Wouldn’t the government be better served by focusing on the areas of high future job growth? The U.S. Bureau of Labor Statistics predicts the top ten following occupations requiring only on-the-job training or work experience, than all other occupations with similar requirements will grow the fastest, through 2018. Home Health Aides growth 50 percent; Home Care Aides 46 percent; Physical Therapist Aides 36 percent; Dental Assistants 36 percent; Medical Assistants 34 percent; Self-Enrichment Teachers 32 percent; Government Compliance Officers 31 percent; Occupational Therapist Aides 31 percent; Pharmacy Technician 31 percent; and Medical Secretaries 27 percent.
Now – granted, some of these occupations may not be a good fit because they require background and security assessments to deal with personal data. This doesn’t change the fact that these are the greatest growth potential job fields and therefore have the greatest rehabilitation and reemployment potential for prisoners over through 2018. The Department of Justice, which oversees the FPI program, must get creative in determining how to really best support rehabilitation of prisoners and not just push inmates into labor intensive jobs like clothing and textiles because FPI can make significant profits.

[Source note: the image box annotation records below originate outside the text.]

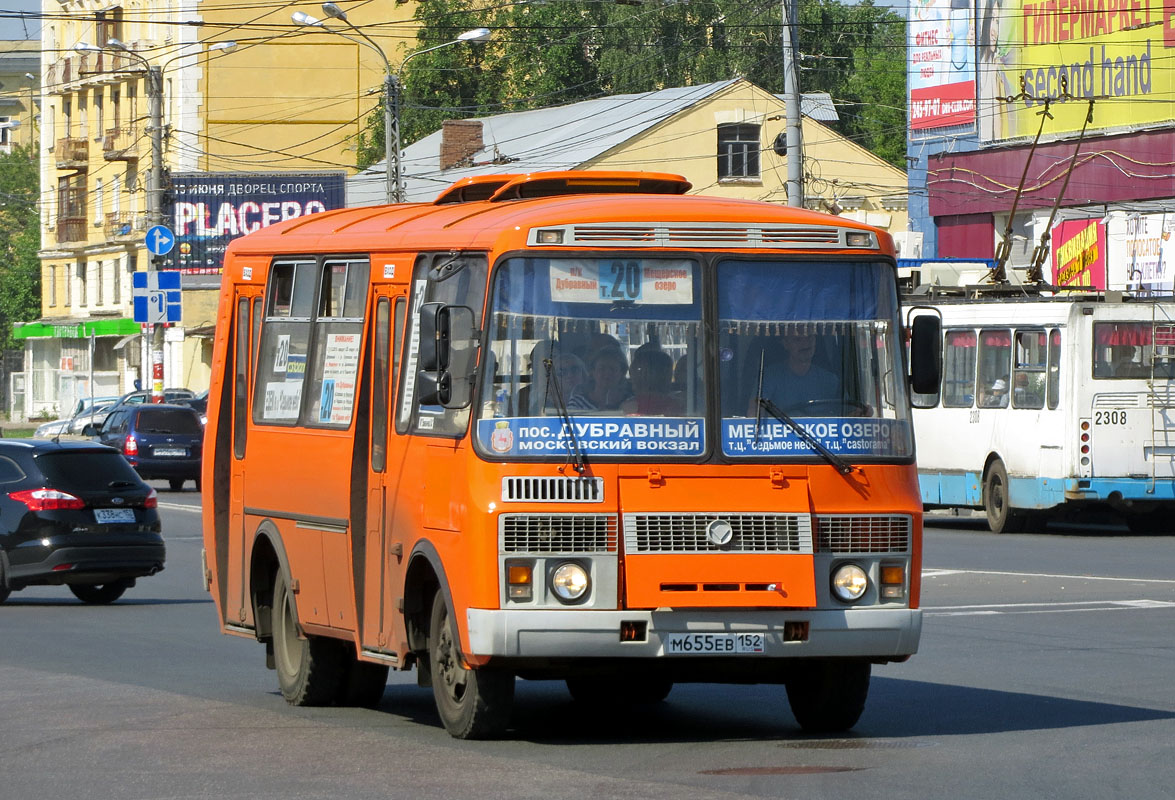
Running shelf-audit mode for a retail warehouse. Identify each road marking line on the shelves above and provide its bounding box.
[159,503,203,513]
[922,569,1175,585]
[924,600,1175,617]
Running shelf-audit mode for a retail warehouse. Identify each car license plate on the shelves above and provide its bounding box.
[664,633,766,656]
[94,509,135,523]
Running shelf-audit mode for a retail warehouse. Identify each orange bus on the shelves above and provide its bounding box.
[203,172,939,738]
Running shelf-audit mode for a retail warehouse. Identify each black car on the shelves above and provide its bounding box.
[82,403,204,492]
[0,439,166,604]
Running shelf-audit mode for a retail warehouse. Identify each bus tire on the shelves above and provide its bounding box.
[270,570,345,706]
[787,660,871,733]
[429,592,515,739]
[983,459,1028,533]
[568,675,673,707]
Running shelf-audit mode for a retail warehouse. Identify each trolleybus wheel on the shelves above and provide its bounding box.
[69,579,130,605]
[568,675,673,706]
[273,570,345,706]
[429,592,515,739]
[983,459,1028,533]
[787,660,870,733]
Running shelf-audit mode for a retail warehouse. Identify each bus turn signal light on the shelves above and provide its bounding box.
[506,564,535,600]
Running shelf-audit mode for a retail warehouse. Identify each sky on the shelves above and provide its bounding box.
[0,0,41,39]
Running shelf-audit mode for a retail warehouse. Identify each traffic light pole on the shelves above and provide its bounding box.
[142,65,163,403]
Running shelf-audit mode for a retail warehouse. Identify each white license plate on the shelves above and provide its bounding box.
[664,633,766,656]
[94,509,135,523]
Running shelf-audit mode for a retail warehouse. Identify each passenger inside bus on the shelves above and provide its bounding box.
[568,344,632,411]
[979,376,1008,409]
[620,342,685,417]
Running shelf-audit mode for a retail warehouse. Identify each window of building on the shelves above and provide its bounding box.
[718,125,759,181]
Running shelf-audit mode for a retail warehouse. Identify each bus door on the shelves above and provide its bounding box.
[356,290,407,652]
[224,285,263,627]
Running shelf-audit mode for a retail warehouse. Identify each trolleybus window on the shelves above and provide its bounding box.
[1012,330,1048,409]
[478,256,706,457]
[1048,329,1061,409]
[718,260,913,457]
[942,330,976,409]
[1094,322,1175,381]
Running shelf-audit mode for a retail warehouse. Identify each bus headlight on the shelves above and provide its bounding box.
[832,564,870,603]
[551,562,591,603]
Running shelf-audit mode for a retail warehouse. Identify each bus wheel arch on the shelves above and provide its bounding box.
[983,453,1028,533]
[249,519,289,643]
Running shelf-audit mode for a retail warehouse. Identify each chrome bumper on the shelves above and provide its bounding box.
[465,607,922,658]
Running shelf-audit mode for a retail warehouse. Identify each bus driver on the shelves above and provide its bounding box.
[750,331,841,416]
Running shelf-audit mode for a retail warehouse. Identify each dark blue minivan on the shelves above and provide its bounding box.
[86,403,204,492]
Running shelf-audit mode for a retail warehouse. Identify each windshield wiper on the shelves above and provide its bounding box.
[543,356,588,475]
[754,352,853,475]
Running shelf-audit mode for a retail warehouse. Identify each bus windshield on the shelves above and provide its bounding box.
[477,256,913,458]
[718,260,913,458]
[477,256,706,456]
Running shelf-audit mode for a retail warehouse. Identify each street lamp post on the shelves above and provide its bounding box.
[74,39,236,403]
[298,2,491,203]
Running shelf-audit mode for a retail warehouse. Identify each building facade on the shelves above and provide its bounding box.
[14,0,412,418]
[908,0,1175,286]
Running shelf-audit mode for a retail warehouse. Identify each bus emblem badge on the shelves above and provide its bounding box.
[706,519,734,547]
[490,419,513,452]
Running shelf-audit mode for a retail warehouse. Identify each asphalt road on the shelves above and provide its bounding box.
[0,489,1175,800]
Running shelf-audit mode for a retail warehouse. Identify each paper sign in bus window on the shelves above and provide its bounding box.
[550,258,693,305]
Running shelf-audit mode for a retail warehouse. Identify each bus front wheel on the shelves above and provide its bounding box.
[787,660,870,733]
[429,592,515,739]
[983,460,1028,533]
[273,571,347,706]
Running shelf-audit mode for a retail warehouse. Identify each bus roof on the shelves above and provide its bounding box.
[229,170,894,256]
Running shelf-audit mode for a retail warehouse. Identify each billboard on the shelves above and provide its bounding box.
[168,172,345,289]
[906,0,975,130]
[1049,217,1107,289]
[1108,211,1175,294]
[975,0,1175,142]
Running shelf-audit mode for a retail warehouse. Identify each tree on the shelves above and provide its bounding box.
[0,144,41,350]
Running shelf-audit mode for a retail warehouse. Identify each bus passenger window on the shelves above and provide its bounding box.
[253,261,316,425]
[1048,328,1061,409]
[976,330,1012,409]
[942,330,976,409]
[1012,330,1048,409]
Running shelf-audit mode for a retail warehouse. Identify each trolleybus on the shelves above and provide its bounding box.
[203,172,938,738]
[907,293,1175,533]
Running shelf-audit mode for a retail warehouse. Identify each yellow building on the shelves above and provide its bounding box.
[348,79,907,233]
[15,0,416,417]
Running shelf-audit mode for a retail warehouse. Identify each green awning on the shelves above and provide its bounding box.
[12,320,142,338]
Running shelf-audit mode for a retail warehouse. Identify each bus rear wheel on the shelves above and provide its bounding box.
[983,460,1028,533]
[429,592,515,739]
[273,571,345,706]
[787,660,871,733]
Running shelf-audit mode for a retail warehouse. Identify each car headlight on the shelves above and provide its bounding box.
[832,564,870,603]
[551,562,591,603]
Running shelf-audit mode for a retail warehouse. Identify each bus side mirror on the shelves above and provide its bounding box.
[416,303,477,409]
[909,314,942,395]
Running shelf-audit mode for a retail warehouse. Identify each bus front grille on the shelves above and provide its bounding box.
[815,515,913,553]
[624,512,812,554]
[502,476,604,503]
[498,513,617,553]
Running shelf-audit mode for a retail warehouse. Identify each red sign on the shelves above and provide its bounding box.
[1052,219,1106,289]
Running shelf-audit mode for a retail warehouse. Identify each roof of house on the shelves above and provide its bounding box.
[347,79,835,207]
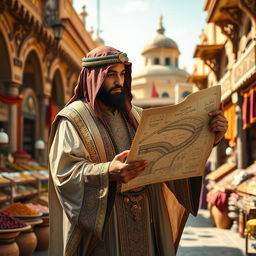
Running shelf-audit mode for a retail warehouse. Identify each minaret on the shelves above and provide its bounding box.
[157,15,165,35]
[94,0,105,46]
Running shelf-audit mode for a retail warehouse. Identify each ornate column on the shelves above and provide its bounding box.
[232,93,248,169]
[39,95,49,163]
[5,82,20,152]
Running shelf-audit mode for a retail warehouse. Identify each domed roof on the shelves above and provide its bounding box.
[133,65,189,79]
[143,16,178,53]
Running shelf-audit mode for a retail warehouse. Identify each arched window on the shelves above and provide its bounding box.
[175,57,179,67]
[162,92,169,98]
[154,58,160,65]
[182,91,191,99]
[165,57,171,66]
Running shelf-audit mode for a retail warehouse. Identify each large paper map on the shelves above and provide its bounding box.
[121,86,221,191]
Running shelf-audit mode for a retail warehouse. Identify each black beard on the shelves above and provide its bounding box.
[97,86,125,110]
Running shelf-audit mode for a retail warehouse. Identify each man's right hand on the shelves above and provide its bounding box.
[109,150,147,183]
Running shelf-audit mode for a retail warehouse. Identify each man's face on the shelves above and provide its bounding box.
[97,64,125,109]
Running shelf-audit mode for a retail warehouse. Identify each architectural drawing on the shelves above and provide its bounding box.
[121,86,221,191]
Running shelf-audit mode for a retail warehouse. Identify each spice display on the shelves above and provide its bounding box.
[28,193,48,207]
[2,202,39,216]
[0,175,11,184]
[27,203,49,213]
[0,212,27,230]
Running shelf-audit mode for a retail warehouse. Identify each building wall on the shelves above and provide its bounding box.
[0,0,97,161]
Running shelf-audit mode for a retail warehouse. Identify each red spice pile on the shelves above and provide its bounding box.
[2,202,39,216]
[26,203,49,213]
[0,212,27,230]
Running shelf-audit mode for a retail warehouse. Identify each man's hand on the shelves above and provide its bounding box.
[208,103,228,145]
[108,150,147,183]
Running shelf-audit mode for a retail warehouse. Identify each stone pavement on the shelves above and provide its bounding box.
[33,209,256,256]
[177,209,245,256]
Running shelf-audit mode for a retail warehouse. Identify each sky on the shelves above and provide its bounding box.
[73,0,207,73]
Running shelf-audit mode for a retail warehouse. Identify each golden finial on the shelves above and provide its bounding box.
[157,15,165,35]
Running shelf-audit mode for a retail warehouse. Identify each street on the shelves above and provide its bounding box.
[177,209,245,256]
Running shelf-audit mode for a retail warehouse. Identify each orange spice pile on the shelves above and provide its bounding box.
[2,202,39,216]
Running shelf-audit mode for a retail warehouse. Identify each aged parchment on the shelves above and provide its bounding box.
[121,86,221,191]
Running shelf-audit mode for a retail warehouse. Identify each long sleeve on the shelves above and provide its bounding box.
[49,119,110,238]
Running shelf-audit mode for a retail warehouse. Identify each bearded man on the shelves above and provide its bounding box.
[49,46,227,256]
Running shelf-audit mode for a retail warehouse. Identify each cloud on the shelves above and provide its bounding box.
[115,0,149,13]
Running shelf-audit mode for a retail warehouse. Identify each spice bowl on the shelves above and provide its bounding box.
[16,218,43,256]
[0,225,31,256]
[34,214,50,251]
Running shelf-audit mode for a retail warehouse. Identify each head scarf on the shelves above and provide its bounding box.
[67,46,138,129]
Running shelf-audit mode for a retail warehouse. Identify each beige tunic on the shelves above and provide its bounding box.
[49,99,202,256]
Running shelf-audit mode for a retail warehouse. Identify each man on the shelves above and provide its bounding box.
[49,46,227,256]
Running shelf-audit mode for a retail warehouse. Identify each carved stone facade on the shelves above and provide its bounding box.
[0,0,97,161]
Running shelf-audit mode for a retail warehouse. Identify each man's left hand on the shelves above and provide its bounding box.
[208,103,228,145]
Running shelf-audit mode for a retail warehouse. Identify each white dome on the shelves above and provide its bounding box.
[133,65,189,78]
[143,34,178,53]
[142,16,178,54]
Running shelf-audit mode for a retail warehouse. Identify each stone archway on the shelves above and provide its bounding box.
[51,69,65,110]
[21,50,43,95]
[0,30,12,89]
[0,29,12,146]
[21,50,45,158]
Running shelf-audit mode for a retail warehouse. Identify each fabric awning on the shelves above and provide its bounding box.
[205,163,236,181]
[224,104,236,147]
[243,87,256,129]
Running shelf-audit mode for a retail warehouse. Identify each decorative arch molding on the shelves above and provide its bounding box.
[21,37,46,74]
[239,0,256,36]
[0,15,14,80]
[51,66,66,107]
[21,88,39,116]
[19,88,40,157]
[22,48,45,95]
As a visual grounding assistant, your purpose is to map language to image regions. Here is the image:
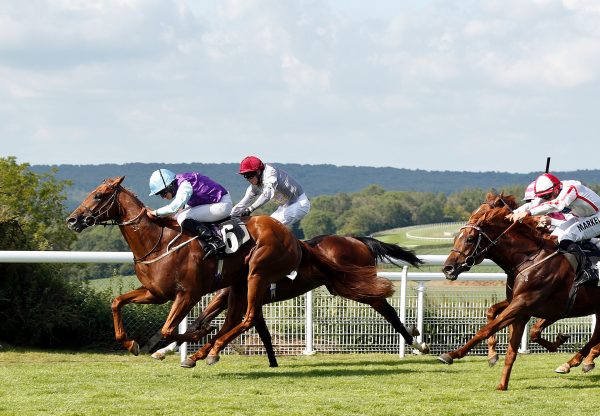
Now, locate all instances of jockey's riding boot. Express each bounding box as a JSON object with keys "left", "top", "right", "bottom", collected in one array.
[
  {"left": 559, "top": 240, "right": 598, "bottom": 283},
  {"left": 181, "top": 218, "right": 225, "bottom": 258}
]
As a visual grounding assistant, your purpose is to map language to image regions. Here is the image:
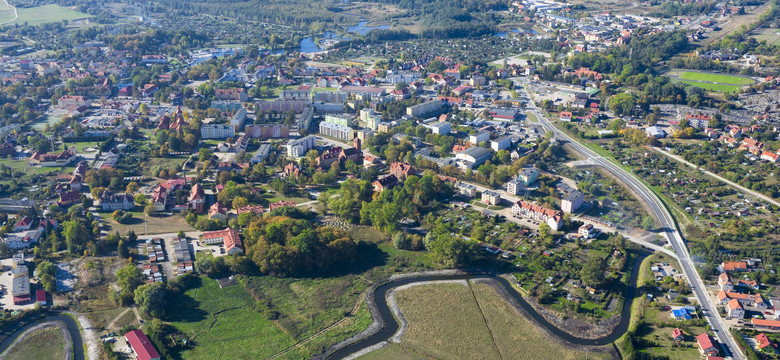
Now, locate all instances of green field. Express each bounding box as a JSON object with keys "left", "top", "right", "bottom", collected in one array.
[
  {"left": 380, "top": 283, "right": 609, "bottom": 360},
  {"left": 168, "top": 277, "right": 294, "bottom": 359},
  {"left": 9, "top": 4, "right": 91, "bottom": 25},
  {"left": 5, "top": 326, "right": 65, "bottom": 360},
  {"left": 680, "top": 71, "right": 756, "bottom": 85},
  {"left": 678, "top": 80, "right": 744, "bottom": 92}
]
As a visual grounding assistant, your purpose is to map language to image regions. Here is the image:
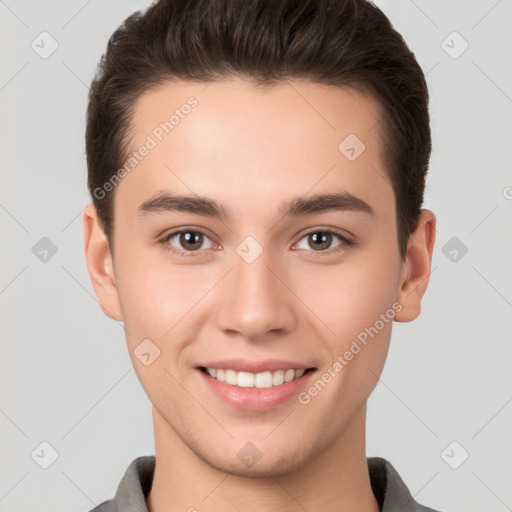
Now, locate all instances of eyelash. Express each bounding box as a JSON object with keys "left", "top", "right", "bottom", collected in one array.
[{"left": 159, "top": 228, "right": 355, "bottom": 258}]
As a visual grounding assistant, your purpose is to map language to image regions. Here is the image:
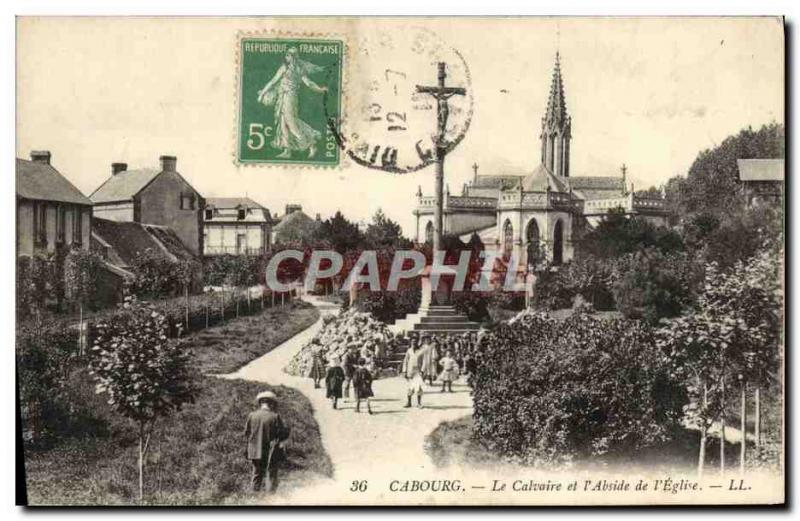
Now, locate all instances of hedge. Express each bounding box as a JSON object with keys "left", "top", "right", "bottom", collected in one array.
[{"left": 471, "top": 312, "right": 686, "bottom": 466}]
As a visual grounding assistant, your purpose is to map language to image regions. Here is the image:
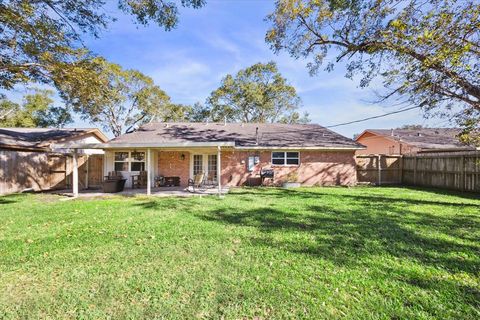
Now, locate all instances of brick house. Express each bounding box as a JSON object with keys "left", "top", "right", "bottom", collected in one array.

There is a current amendment offered by Representative Walter B. Jones (NC) included in the 2011 National Defense Authorization Act (HR 5136) which attempts to get at the question of unfairly controlling market share. The amendment requires FPI to follow the existing rules. It is neither REP Jones nor the AAFA’s intent to cancel the rehabilitation efforts of FPI but to roll back FPI’s market share as required by law in product areas where they exceed 5%. The 5% cap is already included in the National Defense Authorization Act for fiscal year 2008 (Public Law 110-18). The point now is to control FPI’s appetite for growth in clothing and textiles beyond the 5% limitation – for example pulling back 10 – 12% of ACU production and pushing that production back into the private industrial base to increase job growth.
I believe this is a step in the right direction by Congress and bringing the aggressive nature of FPI to the attention of the Secretary of Defense. It seems that holding FPI to the already defined 5% cap is right. However, the larger questions remain as to why doesn’t the Congress push the 6,505 prisoner jobs into private industry to provide more employment opportunity? Further, why does the Federal government prohibit contractors from using prison labor when the US government mandates that percentages of all Federal contracts be set aside for US prison labor? And last, what is the message that we are sending to both our troops and to our allies when the soldier, sailors, marines, and airman who deploy to defend our values of freedom and democracy are wearing uniforms made by US federal prisoners?